Dans un entretien au Figaro, le président Nicolas Sarkozy se dit favorable à l'introduction d'une dose minoritaire de proportionnelle aux législatives.
"Je ne sais pas ce qu'une dose veut dire", a commenté François Bayrou, lui-même favorable à un système où 50% des sièges du Palais Bourbon seraient soumis à la proportionnelle.
"Il y a une loi électorale injuste, qui fait que le parti majoritaire va avoir une représentation - on dit un 'tsunami' avec peut-être 80% des sièges à l'Assemblée nationale -, ce qui naturellement supprimera le débat et fera que beaucoup de citoyens n'auront plus de recours", a déploré François Bayrou.
"C'est injuste que des courants politiques qui ont rassemblé des millions de Français aient une représentation absolument mineure à l'Assemblée nationale", a insisté l'ancien ministre, qui a recueilli 18,6% des suffrages, soit près de sept millions de voix, lors du premier tour de la présidentielle le 22 avril.

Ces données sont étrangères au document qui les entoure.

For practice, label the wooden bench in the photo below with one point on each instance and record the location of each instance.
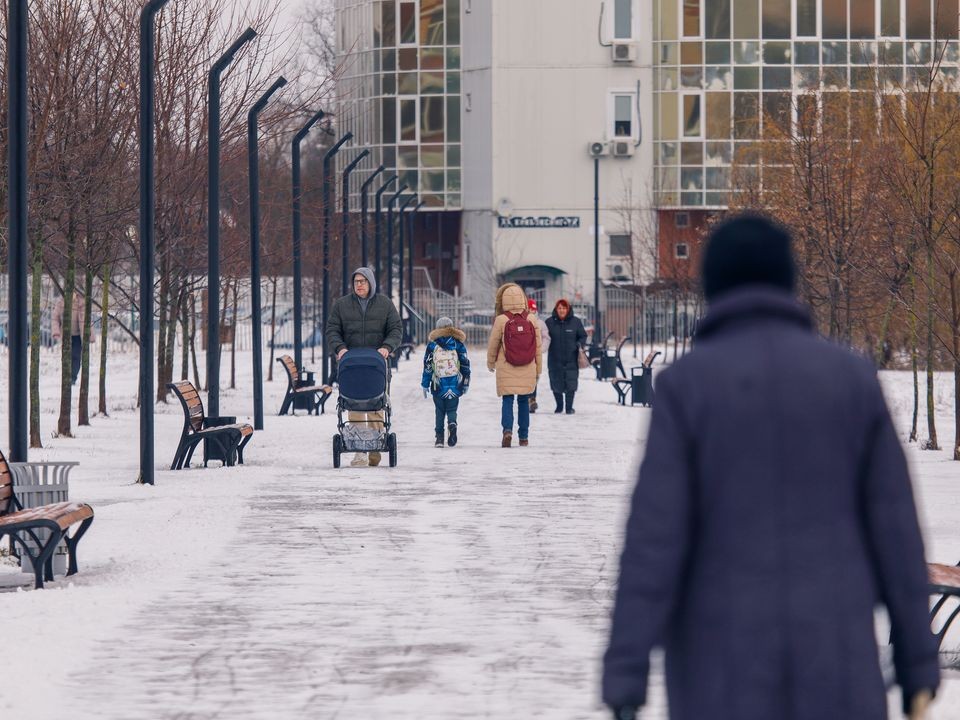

François Bayrou a précisé par ailleurs qu'il dirait après le premier tour des législatives et au cas par cas quels accords les candidats du MoDem pourraient éventuellement passer avec ceux d'autres formations.
"Au soir du premier tour, nous regarderons quelles sont les circonscriptions dans lesquelles il est envisageable que des élus puissent être choisis par les citoyens et nous regarderons à ce moment-là quelles sont les conditions pour ce pluralisme", a-t-il expliqué.
"Et je dirai de la manière la plus claire - je ne ferai pas de manoeuvre - quelles sont les conditions pour que ce pluralisme soit garanti et assuré", a-t-il ajouté.